This form was submitted: Apr 08 2005 / 09:20:44
My husband and I have been having a “Bible Study” with a JW couple for the past 4 weeks, in order that we could ask probing questions and perhaps plant some seeds. We have found out that the gentleman is an ordained minister in the JWs. Could you suggest topics that might be helpful, in order to plant seeds of Truth? We have stumped them a couple of times, but then they come back with all the more zeal the next time. We would like to touch on subjects they may never have thought of, or that they will have a hard time answering.
We do not wish to insult them in any way, only make them THINK!
I’m not sure from what perspective you would prefer to plant seeds, but no matter where you are coming from the best way to proceed is first to set a good example, to model your own understanding in your words and actions. Oh! All baptised JWs are considered “ministers” but perhaps you have an elder on your hands, or a “ministerial servant – sort of an elder-to-be.
Oh, so many topics! Keep always in mind that all you can probably do is to create a mild form of cognitive dissonance. They are well-defended against argument. But sometimes if you establish their ostensible motivations and then ask them questions about how their practices relate to that, you can create momentary confusion that may come back later.
Start with very very basic stuff. I always recommend a focus on the fruits of the spirit – compassion, forgiveness, loving-kindness, and so on, as a way to highlight what is wrong. It’s a form of reframing – always take the position of the person who does not see their actions and rules as terribly kind or compassionate or forgiving.
Get him to establish what the fruits of the spirit are – then ask about how the JWs show the fruits more than other religions. They will want to talk about foreign work – although their work benefits only JWs. They only minister to other JWs – no outreach in the form of charity, schools, humane work, food drives, etc – only conversion attempts.
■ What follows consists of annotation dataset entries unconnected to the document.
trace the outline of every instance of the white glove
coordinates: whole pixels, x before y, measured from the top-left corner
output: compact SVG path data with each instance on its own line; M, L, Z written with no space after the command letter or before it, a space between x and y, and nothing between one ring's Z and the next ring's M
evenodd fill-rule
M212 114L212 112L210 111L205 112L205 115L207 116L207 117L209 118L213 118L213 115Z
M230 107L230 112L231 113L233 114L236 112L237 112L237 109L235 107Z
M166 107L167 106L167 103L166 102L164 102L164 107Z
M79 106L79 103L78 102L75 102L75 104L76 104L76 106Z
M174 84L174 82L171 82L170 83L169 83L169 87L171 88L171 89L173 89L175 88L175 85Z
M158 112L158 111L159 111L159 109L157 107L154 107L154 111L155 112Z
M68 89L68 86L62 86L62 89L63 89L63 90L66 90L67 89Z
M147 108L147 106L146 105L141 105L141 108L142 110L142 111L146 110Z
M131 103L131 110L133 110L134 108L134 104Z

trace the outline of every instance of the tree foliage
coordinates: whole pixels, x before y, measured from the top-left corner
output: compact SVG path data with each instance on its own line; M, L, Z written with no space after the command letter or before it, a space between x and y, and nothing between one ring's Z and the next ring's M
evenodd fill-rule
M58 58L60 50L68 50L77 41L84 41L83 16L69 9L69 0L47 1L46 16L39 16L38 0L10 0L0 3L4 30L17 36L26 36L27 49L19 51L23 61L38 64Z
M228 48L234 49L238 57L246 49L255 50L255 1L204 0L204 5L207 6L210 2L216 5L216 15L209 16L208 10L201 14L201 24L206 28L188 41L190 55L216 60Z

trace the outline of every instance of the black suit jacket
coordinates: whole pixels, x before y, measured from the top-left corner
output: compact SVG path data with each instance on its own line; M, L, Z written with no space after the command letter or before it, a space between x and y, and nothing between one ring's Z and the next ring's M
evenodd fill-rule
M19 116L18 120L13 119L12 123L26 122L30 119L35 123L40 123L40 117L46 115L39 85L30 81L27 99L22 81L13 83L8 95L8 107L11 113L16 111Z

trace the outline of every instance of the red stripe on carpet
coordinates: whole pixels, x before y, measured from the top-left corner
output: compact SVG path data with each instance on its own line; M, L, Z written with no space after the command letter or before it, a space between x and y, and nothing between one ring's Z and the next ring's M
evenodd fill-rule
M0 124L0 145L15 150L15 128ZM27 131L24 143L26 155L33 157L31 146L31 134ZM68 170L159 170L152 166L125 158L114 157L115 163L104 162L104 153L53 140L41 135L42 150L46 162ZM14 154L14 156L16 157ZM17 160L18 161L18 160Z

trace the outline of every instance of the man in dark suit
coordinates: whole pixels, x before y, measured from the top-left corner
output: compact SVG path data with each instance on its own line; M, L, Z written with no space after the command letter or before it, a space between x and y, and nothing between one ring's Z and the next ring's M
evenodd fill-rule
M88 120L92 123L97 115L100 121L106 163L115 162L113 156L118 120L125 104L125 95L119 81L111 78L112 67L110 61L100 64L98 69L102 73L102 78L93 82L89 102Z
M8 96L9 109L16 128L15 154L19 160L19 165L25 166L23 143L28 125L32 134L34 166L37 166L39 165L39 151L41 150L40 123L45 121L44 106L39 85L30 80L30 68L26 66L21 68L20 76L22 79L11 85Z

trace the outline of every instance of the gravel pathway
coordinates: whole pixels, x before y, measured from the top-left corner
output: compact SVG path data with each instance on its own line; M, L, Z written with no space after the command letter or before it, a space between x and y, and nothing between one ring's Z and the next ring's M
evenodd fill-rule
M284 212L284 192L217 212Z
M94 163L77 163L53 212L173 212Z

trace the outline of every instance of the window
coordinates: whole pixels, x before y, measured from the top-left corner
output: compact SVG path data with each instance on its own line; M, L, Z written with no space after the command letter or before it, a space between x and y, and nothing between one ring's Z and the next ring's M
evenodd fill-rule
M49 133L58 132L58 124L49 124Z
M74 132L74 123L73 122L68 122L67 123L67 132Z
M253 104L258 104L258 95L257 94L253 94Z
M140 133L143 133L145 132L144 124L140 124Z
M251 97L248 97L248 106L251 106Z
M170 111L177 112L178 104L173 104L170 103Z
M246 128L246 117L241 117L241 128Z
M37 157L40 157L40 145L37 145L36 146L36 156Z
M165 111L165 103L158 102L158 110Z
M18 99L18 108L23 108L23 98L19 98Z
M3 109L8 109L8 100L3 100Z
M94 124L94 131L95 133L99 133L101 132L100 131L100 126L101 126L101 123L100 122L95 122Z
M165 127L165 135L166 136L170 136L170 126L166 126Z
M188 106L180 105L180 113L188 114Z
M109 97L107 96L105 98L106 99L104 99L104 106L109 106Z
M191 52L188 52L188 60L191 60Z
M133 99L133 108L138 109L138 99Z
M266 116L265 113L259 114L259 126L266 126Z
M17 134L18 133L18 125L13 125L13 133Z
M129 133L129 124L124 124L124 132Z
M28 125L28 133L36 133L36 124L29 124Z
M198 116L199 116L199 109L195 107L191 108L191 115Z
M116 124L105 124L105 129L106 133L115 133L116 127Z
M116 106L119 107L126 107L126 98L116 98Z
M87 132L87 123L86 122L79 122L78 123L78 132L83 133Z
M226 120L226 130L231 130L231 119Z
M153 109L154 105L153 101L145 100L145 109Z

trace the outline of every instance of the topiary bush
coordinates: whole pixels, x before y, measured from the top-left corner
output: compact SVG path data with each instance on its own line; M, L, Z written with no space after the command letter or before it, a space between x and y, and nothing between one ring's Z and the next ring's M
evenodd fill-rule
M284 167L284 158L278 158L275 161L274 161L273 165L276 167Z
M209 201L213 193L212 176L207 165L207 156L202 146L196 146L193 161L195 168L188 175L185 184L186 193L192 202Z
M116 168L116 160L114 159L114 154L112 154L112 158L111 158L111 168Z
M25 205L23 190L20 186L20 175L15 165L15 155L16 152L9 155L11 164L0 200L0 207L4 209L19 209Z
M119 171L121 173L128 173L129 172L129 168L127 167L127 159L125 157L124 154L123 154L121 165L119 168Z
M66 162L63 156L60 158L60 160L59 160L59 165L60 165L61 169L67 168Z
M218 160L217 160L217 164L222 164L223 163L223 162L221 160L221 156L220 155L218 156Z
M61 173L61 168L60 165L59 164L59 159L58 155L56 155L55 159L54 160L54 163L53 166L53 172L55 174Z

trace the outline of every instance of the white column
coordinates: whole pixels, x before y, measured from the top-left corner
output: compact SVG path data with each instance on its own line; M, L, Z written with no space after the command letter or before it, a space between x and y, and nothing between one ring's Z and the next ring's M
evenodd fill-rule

Then you could turn it to the home front. Ask what resources someone has when they have made a mistake (only intimidation, shunning, ostracizing – no mentoring or spiritual guidance). Ask them who will survive the end of the world (only JWs, what kind of a god is that?). Ask what kind of spiritual retreats they have (none – only “assemblies” collections of talks). Ask about their practice of prayer and by what means they establish a relationship with the mediator, Jesus (none – all the focus is on pleasing a disciplinarian god Jehovah – the only time they mention the role of Jesus is at the end of a prayer – a rote “in the name of Christ Jesus, Amen”). Ask how they nurture their children (not at all) and how they feel about physical punishment for children (spare the rod, spoil the child). Ask how they protect children against predators (not at all, they reshuffle known molesters and pedophiles – it requires two witnesses to the abuse even to get a reprimand, although someone who has regular sex will be kicked out if not married). Ask them how they feel about sexuality in general (very repressed, only a gift when married – when I was a member, wives and husbands would turn each other in for requesting oral sex). Ask them what role women have (although in the majority, women are VERY much second-class citizens, contrary to the women in leadership roles even in the patriarchal biblical accounts). Ask them who are the “discreet slave class” (the 144,000 who will rule as kings with Christ in heaven) and who takes “communion” (at the memorial service – the last supper – only those of the 144,000 partake – the others are of the “great slave class” the “sheep” who do not share the spirit).
I could go on and on and on. Is this a good start?
The fact is, that you will probably not be able to do anything more than “plant a seed” – the increased zeal you notice will continue. So, I would break off the study as soon as you feel that it is right to do so. After all, it’s a bit of a pretense, isn’t it?